Sergeant Silk looked across at the man indicated.

"Y'see," said Andy O'Reilly, "you kin do pretty nigh anythin', an' you kin do it without waitin' for orders. Nobody durst hinder you. You kin enter any house you like, an' search it through an' through. You kin apprehend a man without a warrant. You've even got authority to kill. You've got all the power of the Russian secret police."

"Exactly," Silk acknowledged, seating himself on one of the logs and making room beside him for Percy Rapson. "I don't deny we have a very considerable amount of power, one way and another. But I guess, after all, it's for the ultimate good of the community. It's all in the interests of public security. What?"

"Just my argyment," declared the first speaker, rescuing a flagon of tea from the edge of the fire. "An' them as complains, they dunno what they're talkin' about. They'd have cause ter grumble supposin' that power was abused--if ever the wrong man was arrested or if the guilty one was ever allowed ter escape."

"As to that," rejoined Silk, "we are all liable to make mistakes. I have known a case or two of wrongful arrest, and I won't say that we have invariably succeeded in bringing criminals to justice. Some of them have escaped."

"Yes," resumed O'Reilly, "thar's no denyin' as some of 'em escape. With all your power and cleverness, you've let a-many of 'em slip through your fingers. Thar's was the business of Lost Horse Meadow was never cleared up. Thar's was the post-office robbery at Coyote Landing, which is still a mystery. And, say, wasn't it yourself that had that same job in hand? I kinder recollect hearin' your name mentioned."

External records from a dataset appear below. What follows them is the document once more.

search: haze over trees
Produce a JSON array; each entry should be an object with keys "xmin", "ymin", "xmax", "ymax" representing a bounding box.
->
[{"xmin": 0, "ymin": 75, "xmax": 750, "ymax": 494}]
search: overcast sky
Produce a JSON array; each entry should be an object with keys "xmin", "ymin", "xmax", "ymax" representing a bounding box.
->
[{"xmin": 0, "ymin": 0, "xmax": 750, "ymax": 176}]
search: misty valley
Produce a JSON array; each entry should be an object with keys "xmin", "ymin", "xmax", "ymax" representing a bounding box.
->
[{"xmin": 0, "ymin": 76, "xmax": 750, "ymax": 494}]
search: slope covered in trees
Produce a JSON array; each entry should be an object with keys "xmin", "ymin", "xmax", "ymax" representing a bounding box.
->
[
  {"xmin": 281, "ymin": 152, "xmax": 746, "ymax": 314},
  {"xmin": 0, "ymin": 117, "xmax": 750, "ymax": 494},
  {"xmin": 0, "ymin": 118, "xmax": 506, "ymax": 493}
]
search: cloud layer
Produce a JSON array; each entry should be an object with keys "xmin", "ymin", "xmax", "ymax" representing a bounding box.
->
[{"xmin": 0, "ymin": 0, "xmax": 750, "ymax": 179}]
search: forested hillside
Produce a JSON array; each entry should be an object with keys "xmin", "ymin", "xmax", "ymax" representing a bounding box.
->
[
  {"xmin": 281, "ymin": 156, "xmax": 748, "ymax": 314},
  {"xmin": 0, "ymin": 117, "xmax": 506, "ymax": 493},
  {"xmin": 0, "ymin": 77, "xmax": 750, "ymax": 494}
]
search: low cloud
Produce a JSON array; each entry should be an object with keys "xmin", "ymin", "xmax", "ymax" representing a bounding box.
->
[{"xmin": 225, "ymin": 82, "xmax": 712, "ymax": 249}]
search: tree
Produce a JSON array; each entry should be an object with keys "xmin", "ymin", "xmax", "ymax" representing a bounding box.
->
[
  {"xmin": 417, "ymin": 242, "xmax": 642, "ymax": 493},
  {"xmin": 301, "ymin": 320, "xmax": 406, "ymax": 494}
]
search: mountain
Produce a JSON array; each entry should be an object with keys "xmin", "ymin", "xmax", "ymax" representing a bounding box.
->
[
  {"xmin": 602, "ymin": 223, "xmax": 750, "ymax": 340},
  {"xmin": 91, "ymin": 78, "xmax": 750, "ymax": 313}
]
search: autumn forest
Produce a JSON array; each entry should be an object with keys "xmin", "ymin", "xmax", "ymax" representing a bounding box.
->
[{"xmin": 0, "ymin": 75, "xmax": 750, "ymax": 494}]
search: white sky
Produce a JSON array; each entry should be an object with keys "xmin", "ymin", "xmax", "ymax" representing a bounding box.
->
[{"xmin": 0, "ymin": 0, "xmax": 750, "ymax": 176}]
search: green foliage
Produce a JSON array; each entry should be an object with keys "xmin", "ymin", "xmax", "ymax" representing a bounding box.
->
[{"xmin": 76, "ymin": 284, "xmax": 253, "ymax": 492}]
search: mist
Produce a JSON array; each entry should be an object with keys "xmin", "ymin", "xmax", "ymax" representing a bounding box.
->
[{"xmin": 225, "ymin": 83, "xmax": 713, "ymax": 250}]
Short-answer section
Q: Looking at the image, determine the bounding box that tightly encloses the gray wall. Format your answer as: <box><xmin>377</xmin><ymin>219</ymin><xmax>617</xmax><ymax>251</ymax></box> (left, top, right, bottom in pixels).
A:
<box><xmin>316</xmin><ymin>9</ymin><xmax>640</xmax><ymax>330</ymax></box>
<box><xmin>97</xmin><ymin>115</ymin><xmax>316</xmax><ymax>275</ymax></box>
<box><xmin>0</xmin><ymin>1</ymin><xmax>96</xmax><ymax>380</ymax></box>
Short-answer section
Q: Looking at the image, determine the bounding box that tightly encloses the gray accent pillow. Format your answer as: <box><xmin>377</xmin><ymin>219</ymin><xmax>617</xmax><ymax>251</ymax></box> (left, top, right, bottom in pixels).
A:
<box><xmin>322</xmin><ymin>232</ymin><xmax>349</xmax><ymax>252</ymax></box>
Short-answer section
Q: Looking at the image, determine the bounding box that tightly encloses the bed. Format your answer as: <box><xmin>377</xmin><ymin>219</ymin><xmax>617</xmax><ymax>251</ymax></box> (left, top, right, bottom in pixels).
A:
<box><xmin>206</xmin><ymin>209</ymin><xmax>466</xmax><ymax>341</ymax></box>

"That is so," Sergeant Silk signified. "It happened two winters ago, and, as you say, it is still a mystery, and likely to remain one."

"Don't know as I ever heard tell of that story," said the man who had spoken first, pouring some hot tea into a gallipot. His name was Bob Wilson. He was foreman of a gang of lumber-jacks.

Percy Rapson noticed that Sergeant Silk again glanced slowly round the circle of fire-lit faces, and that his gaze lingered with curious, furtive scrutiny upon the face of Eben Sharrow.